The payment by Marshall and the consequent release by the assignees of the mortgagee did not alter the original mortgage or the undertaking of the security company. As between Marshall and that company the sum to be paid by them respectively was fixed and definite. When either paid the other ought not to be allowed to intervene to prevent his discharge. In Calvo v. Davies ( 73 N.Y. 211) the purchaser who assumed the payment of the bond and mortgage entered into an agreement with the mortgagee whereby the time of payment was extended. This was without the knowledge of the mortgagor, and it was held he was discharged from liability on his bond when it was sought to hold him for a deficiency. He was a surety for his grantee and, of course, an alteration of his contract released him. In Paine v. Jones ( 76 N.Y. 274) the mortgage provided for a release of any part of the mortgaged premises at the election of the mortgagor upon payment of a stipulated sum per acre. His grantee, who had assumed the mortgage debt, caused the privilege to be stricken from the mortgage by agreement with the holders thereof, and it was held to be a change in the contract discharging the surety. These and kindred cases cited by the counsel for the appellant are based upon a change in the situation of the surety to the property without his knowledge. In the first place, that relationship did not exist between Marshall and the company. Had the former been personally liable for the debt, the assumption of its payment by the company would have made it the principal debtor. ( Bowne v. Lynde, 91 N.Y. 92; Comstock v. Drohan, 71 id. 9.)

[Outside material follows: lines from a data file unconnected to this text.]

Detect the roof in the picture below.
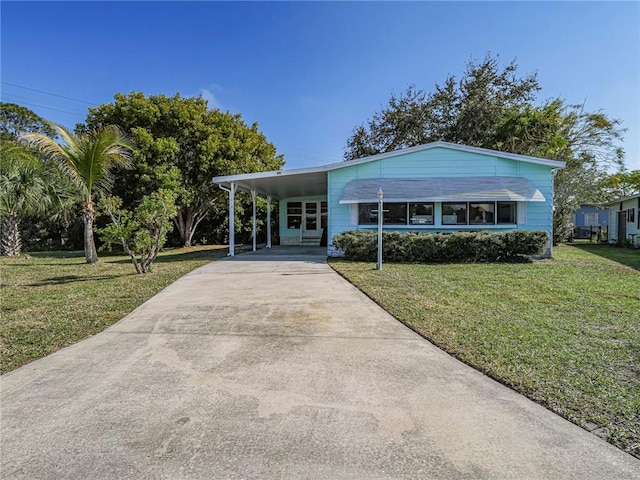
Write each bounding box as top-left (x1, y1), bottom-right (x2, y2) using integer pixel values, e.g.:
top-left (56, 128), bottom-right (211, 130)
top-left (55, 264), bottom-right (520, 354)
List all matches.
top-left (340, 177), bottom-right (545, 203)
top-left (213, 142), bottom-right (565, 201)
top-left (605, 193), bottom-right (640, 206)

As the land was the only fund chargeable with the payment of the debt, the assumption operated to fix the amount which the security company must pay and set apart its land to meet that burden. This division created no interdependent relation between these parties which made Marshall the principal and the company the surety. Probably the contract could not be altered to the prejudice of either one, and certainly the plaintiffs did not do so when they recognized the separation of the interests which the debtors themselves had made.
The judgment provides for the recovery of a deficiency against the security company. Confessedly this was error and was so stipulated on the argument.
The judgment is modified by striking that portion therefrom which seeks to hold the appellant for any deficiency which may arise, and as so modified it is affirmed, without costs of this appeal to either party.
All concurred.
Judgment modified by striking therefrom that portion which seeks to hold the appellant for any deficiency which may arise, and as so modified affirmed, without costs of this appeal.